Instrução do caso Lex continua no Supremo Tribunal de Justiça

24 fev, 18:09
Rui Rangel

Notícia CNN Portugal: Juiz Luís Vaz das Neves tinha pedido separação do processo, mas STJ recusou e deu razão a outros dois arguidos e ao MP

Parado há sete meses a aguardar decisão superior, a fase de Instrução do processo Lex, onde três juízes são arguidos por corrupção, vai poder agora prosseguir no Supremo Tribunal de Justiça.

A 21 de julho do ano passado, o juiz Luís Vaz Das Neves tinha requerido a separação do processo em que os factos a ele apontados prosseguiam no Supremo Tribunal de Justiça, instituição a que compete os trâmites processuais de magistrados, e os factos dos restantes 16 arguidos iriam baixar para o Tribunal de Instrução Criminal. No entanto, o Ministério Público e a defesa de dois arguidos - Octávio Correia, funcionário judicial na Relação de Lisboa, e a mulher - opuseram-se: recorreram e, no acórdão a que tivemos acesso, o Supremo deu-lhes razão. Ou seja, a Instrução do processo Lex pode agora continuar no Supremo Tribunal de Justiça com um processo só.
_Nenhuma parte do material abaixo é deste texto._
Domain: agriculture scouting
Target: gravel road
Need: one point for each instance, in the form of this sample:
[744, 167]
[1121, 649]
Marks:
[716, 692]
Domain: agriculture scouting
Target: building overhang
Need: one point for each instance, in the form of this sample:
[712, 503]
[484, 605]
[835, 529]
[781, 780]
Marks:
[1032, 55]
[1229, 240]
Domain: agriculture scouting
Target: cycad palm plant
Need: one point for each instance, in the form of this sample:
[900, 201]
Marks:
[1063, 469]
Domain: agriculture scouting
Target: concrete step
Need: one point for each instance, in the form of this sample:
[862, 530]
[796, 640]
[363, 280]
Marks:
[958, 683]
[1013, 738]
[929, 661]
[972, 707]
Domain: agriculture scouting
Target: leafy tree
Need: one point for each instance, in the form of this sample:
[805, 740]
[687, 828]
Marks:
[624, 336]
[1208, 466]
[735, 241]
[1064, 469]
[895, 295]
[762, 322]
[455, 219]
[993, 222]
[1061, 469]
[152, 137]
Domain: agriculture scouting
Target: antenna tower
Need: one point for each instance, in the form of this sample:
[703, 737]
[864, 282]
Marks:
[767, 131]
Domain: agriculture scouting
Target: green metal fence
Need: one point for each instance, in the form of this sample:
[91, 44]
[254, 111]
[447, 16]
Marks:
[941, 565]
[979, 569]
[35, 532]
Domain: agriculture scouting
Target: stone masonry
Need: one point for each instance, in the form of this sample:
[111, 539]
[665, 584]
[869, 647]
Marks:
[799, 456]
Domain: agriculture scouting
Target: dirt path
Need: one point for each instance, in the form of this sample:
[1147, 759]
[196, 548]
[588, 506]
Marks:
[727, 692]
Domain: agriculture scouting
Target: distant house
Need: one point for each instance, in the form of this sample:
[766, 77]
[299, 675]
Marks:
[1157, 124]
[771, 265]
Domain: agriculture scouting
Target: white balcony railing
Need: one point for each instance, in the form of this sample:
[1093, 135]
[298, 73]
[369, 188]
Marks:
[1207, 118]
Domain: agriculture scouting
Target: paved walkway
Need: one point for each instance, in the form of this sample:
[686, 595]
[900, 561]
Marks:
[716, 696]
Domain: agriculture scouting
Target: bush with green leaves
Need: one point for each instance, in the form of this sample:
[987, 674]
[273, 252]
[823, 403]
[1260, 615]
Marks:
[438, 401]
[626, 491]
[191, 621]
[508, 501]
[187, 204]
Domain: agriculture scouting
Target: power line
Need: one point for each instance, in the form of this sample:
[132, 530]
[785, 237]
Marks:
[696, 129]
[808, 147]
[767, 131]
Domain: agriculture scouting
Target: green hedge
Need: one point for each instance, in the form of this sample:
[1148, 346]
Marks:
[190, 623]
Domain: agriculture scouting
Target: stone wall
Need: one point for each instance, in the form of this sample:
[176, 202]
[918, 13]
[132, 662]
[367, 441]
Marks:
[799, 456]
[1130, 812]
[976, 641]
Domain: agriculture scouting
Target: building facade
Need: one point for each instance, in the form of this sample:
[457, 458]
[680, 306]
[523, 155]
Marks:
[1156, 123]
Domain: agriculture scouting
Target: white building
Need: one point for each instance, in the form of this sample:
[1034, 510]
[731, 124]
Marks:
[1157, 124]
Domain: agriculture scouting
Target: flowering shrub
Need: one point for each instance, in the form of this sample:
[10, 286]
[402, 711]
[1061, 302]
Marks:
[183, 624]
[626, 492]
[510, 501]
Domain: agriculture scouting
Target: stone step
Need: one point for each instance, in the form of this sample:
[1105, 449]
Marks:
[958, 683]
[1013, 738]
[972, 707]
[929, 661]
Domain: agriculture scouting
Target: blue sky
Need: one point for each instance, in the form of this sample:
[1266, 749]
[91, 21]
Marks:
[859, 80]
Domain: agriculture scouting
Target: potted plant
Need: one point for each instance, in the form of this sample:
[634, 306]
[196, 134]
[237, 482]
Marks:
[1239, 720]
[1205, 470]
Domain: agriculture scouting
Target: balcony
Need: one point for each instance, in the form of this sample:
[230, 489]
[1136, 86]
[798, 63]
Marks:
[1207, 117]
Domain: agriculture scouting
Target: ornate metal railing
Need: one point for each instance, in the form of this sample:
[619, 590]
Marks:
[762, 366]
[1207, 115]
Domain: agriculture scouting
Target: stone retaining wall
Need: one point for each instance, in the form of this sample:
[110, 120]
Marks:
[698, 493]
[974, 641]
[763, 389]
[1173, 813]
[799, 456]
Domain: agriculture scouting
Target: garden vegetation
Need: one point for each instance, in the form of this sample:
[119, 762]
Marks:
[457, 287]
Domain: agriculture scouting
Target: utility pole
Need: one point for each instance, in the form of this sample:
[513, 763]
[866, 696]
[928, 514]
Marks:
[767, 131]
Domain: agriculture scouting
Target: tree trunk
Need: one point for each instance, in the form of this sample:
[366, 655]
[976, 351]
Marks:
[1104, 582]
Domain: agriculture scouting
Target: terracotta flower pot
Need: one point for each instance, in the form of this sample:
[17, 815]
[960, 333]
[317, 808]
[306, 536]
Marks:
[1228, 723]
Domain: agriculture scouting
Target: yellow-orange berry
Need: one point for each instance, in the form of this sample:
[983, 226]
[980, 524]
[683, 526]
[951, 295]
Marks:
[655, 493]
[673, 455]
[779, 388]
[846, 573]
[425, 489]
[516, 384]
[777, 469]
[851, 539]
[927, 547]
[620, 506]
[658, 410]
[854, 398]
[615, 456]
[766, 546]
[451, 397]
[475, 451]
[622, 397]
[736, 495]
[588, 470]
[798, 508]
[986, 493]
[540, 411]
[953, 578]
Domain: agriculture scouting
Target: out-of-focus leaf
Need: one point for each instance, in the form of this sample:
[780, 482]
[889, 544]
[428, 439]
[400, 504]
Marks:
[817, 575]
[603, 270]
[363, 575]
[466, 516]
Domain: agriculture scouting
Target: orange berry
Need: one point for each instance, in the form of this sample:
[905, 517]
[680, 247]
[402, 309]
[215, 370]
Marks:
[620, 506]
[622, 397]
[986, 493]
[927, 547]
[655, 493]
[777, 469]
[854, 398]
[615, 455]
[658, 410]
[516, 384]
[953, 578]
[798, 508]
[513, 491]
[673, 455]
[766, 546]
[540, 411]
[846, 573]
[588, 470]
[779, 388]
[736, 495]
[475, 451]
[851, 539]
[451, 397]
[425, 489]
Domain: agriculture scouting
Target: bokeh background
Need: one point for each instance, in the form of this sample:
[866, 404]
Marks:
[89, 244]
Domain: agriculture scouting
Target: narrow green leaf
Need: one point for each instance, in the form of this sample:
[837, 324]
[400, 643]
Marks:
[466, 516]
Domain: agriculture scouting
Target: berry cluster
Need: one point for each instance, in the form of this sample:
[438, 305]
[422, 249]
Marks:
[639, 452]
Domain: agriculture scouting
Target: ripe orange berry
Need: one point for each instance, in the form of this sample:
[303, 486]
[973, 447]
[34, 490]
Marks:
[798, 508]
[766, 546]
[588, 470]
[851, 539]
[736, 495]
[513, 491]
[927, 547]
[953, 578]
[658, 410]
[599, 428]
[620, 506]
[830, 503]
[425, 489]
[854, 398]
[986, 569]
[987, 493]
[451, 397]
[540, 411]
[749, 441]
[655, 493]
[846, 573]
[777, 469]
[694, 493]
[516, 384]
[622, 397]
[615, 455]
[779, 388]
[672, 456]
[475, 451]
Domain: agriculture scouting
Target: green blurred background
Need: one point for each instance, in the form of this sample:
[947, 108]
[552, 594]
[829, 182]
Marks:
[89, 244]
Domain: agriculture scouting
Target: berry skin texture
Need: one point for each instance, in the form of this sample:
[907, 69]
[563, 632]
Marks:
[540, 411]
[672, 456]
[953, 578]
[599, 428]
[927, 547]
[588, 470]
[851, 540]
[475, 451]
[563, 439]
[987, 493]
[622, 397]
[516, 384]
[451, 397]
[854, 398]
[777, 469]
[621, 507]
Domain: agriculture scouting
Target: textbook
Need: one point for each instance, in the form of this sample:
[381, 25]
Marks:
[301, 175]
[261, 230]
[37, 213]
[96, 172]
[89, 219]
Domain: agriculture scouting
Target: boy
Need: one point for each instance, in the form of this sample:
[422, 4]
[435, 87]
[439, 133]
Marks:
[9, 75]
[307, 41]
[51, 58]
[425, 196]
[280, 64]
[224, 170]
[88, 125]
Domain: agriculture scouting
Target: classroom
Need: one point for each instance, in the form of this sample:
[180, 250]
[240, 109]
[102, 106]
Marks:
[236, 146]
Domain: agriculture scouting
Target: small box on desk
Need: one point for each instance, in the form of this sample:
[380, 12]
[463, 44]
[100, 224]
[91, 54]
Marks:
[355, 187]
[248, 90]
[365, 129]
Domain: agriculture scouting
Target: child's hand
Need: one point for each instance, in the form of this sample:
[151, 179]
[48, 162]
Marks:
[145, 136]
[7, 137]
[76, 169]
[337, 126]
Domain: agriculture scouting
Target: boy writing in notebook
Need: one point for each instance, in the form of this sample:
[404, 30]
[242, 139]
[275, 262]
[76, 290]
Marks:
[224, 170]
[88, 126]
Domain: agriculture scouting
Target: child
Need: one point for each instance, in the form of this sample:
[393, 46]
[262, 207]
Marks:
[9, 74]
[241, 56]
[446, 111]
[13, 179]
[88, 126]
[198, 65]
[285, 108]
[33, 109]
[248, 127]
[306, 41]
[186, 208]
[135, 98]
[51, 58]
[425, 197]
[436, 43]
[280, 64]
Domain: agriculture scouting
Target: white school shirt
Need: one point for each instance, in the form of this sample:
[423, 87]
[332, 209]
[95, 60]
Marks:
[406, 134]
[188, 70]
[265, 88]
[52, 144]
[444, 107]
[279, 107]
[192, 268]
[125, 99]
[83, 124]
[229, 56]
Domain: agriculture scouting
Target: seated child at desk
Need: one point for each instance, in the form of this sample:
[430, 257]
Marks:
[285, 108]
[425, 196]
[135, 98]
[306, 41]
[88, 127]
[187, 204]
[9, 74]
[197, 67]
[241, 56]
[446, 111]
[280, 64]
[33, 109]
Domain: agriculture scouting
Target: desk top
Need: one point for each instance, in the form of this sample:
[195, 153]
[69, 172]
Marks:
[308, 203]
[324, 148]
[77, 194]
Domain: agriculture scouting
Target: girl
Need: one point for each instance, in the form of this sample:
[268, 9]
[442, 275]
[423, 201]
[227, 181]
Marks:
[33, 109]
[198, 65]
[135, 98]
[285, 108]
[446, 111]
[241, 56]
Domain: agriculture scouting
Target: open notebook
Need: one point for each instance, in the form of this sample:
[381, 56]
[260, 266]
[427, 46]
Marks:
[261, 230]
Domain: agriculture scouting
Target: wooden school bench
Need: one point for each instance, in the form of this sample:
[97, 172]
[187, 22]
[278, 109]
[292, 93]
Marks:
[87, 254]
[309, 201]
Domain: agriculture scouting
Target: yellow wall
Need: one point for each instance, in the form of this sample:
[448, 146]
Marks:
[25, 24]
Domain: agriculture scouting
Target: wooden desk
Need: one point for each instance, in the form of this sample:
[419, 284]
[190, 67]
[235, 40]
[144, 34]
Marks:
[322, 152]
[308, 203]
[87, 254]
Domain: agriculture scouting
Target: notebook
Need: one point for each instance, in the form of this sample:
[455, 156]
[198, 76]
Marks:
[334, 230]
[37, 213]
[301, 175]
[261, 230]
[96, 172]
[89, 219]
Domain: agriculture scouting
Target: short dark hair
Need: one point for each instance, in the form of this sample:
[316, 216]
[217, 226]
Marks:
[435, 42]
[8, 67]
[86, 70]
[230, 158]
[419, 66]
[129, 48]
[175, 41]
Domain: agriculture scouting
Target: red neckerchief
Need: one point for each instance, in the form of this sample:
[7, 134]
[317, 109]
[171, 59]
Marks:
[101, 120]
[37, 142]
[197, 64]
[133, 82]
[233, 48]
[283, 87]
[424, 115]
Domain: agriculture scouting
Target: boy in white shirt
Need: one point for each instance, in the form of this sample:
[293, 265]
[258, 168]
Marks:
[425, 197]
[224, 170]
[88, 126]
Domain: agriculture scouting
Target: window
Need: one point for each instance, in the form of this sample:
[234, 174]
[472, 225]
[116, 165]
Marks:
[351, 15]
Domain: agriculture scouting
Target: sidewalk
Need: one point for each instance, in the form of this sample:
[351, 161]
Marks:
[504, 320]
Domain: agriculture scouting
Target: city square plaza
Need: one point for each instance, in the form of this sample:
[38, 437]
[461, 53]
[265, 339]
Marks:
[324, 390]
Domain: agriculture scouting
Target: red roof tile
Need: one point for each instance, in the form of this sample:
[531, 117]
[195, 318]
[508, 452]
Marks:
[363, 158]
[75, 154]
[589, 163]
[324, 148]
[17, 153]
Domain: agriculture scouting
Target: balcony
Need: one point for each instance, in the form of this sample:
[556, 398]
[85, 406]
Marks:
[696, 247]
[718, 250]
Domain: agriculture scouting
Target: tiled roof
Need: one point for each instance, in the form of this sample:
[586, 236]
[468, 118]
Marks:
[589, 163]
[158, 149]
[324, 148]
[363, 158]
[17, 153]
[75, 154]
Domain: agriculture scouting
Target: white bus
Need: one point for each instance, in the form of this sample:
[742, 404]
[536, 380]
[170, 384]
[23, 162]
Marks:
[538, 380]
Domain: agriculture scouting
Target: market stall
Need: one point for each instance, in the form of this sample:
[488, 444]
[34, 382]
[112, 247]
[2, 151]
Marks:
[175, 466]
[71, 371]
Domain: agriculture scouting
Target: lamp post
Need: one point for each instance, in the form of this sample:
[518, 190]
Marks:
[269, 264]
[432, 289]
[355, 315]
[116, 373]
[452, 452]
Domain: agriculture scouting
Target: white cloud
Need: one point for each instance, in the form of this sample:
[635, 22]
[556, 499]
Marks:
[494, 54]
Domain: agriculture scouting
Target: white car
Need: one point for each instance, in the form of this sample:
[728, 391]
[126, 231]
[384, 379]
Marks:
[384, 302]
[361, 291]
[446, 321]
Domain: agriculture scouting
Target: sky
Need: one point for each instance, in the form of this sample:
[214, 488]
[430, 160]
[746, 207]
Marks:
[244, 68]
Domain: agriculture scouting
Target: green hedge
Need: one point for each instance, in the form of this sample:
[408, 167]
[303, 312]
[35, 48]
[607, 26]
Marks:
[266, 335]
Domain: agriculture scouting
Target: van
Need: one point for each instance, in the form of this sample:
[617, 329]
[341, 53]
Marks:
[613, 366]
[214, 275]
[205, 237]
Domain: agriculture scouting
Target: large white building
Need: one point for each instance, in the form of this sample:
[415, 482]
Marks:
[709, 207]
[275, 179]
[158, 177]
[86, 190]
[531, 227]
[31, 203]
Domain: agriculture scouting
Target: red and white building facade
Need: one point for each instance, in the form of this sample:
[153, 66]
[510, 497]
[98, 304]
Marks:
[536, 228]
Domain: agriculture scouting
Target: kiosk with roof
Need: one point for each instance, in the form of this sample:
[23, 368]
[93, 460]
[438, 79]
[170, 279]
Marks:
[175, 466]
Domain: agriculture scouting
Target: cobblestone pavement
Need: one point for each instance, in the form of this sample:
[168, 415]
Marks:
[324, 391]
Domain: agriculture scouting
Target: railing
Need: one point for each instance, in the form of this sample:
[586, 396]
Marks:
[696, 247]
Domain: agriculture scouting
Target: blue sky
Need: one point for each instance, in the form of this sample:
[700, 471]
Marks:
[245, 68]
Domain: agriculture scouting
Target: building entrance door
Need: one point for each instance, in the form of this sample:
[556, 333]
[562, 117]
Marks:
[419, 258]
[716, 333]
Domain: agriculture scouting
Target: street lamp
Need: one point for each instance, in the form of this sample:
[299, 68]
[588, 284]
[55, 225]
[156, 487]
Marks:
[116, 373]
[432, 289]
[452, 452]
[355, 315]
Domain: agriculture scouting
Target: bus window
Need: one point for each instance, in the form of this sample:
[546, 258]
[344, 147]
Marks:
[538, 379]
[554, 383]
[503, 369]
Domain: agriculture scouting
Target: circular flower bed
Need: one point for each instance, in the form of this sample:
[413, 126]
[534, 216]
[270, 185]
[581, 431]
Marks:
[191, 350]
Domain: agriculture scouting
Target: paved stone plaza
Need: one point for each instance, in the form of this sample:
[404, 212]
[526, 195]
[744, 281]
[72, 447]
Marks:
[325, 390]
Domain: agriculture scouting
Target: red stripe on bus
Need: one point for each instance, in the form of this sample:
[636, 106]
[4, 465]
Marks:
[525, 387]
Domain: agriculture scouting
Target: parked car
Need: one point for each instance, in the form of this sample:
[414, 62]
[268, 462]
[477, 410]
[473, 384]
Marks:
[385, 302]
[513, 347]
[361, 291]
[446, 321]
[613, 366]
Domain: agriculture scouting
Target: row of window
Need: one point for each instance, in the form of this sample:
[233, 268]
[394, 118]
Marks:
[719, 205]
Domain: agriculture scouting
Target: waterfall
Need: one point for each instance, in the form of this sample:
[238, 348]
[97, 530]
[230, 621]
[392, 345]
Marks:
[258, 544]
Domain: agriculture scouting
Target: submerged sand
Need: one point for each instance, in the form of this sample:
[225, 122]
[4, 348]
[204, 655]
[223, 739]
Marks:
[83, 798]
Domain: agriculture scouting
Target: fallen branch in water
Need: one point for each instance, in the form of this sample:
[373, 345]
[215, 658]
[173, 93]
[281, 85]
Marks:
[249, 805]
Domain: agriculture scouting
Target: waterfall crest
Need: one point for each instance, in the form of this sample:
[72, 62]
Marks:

Lê-se no documento que os conselheiros do STJ decidem “revogar a decisão judicial proferida a 12 de julho de 2021, que determinou a cessação da conexão processual ordenando a separação do processo, no que se reporta ao arguido Luís Vaz das Neves, e declarou a incompetência do Supremo Tribunal de Justiça para conhecer o processo em relação aos demais arguidos, devendo ser substituída por outra que declare aberta a fase de instrução, prosseguindo os autos em instrução no senhor juiz conselheiro de instrução da secção criminal do STJ.”

Contactado pela CNN Portugal, Paulo Graça, advogado de defesa dos dois arguidos que interpuseram recurso, acrescentou que “é uma decisão juridicamente correta por permitir a apreciação conjunta de factos que, segundo o MP, respeitam a vários arguidos e acima de tudo por respeitar integralmente a garantia constitucional do juiz natural e dar da justiça a imagem de isenção, equidistância e imparcialidade que a mesma merece”.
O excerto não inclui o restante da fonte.